Individuals with Antisocial Personality Disorder show little remorse for the consequences of their acts. They may be indifferent to, or provide a superficial rationalization for having hurt, mistreated, or stolen from someone (eg, "life's unfair", "losers deserve to lose", or "he had it coming anyway". These individuals may blame the victims for being foolish, lazy, helpless, or deserving their fate. They may minimize the harmful consequences of their actions; or they may simply indicate complete indifference. "They generally fail to compensate or make amends for their behavior. They may believe that everyone is out to "help number one" and that one should stop at nothing to avoid being pushed around".

US involvement with other countries could be summed up by the above description-While we claim to be "liberating" Nicaragua, Chile, Cuba, Hawaii, Iraq, Panama, Germany, Vietnam, we consistently and increasingly cause horrendous damage to these places in the name of providing democracy-whether " the people" ask for it or not. We send in CIA and various secret special forces. We bomb or sabotage their schools, hospitals, power plants, factories. We promise, as in Afghanistan and Kosovo, to restore their bombed- out countries, but over and over the people are left in worse shape than ever. We don't apologize, or show remorse. The puppet governments we tend to set up are never popular with the people, and our promises of "democracy" or even of improved economics are broken. We seem not to care.

If as family members we are being assaulted by the bigger and stronger and meaner Domestic Violence bully, we might be lucky enough, or brave enough, to find a safe shelter for ourselves and our children.

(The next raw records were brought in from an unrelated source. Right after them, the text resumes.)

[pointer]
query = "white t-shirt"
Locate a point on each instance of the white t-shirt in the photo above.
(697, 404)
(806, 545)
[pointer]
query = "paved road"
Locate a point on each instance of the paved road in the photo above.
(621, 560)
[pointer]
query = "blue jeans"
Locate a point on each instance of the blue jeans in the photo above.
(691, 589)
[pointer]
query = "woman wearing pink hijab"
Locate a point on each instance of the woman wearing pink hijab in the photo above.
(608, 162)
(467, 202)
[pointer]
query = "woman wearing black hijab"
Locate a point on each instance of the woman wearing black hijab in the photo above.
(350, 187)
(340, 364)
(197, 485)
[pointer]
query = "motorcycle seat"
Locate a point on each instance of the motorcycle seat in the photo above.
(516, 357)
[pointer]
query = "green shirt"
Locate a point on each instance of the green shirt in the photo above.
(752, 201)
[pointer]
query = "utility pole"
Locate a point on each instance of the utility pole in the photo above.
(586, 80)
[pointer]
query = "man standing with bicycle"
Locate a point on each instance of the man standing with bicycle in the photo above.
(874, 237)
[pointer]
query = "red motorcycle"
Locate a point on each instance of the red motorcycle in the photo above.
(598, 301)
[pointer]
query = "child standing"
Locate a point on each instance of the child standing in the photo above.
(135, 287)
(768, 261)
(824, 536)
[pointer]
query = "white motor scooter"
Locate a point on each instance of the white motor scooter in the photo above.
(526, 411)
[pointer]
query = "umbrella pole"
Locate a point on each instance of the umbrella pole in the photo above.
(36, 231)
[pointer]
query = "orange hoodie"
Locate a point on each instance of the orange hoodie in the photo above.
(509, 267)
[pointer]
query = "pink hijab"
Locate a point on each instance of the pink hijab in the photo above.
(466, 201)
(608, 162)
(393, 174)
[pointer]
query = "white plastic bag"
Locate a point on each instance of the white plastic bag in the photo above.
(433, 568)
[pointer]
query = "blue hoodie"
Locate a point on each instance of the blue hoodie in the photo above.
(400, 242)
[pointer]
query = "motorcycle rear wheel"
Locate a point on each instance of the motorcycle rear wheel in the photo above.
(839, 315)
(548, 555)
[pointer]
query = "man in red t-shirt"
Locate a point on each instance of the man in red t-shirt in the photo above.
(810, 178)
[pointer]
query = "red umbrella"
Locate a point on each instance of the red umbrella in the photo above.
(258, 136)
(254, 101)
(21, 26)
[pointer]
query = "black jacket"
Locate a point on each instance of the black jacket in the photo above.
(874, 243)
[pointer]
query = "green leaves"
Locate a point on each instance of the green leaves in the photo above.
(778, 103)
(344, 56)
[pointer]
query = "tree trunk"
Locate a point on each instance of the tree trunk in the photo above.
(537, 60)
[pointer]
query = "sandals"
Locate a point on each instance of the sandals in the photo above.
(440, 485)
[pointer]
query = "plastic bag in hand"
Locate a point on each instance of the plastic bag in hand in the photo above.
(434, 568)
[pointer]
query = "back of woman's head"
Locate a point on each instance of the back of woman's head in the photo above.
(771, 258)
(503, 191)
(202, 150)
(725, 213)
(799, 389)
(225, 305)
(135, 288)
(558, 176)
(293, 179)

If our own government is the abuser-both towards us, and towards our world neighbors, where can we go to find shelter? If our own government, the fathers of our country, as policy-makers, are classic models of Anti-Social Personality, we are in big trouble. These people seldom turn themselves into the law, or seek counseling services since "they don't do anything wrong"-after all, it's always the other guy's fault. With their frail sense of their own power, they must dominate others in order to feel it. Without the powerless, they are weak themselves, or invisible.

Our US government is being run by Anti-Social Personality Disordered men who are behaving like Domestic Violence perpetrators. Under the Patriot Act we are being told to sit down and shut up, and on the International front, they are intending to continue making not only irrational threats but carrying them out unilaterally. If this doesn't scare you, it should. Or have you adopted the "learned helplessness" of the disempowered? If the mentally ill are running our country, and we are allowing this to happen, we will forever be victims.

We have to find ways to get out of the violence cycle by finding every resource possible to shift from passive consumers to fierce and outspoken critics and confronters of those who would use us, steal from us, blame us, abuse us. We must find ways to get unhooked from the international and domestic violence system. We must write, speak out, join together. We must find our resilience and our resolve. For the sakes of our children, for the sakes of our own healing, for the sake of our home planet.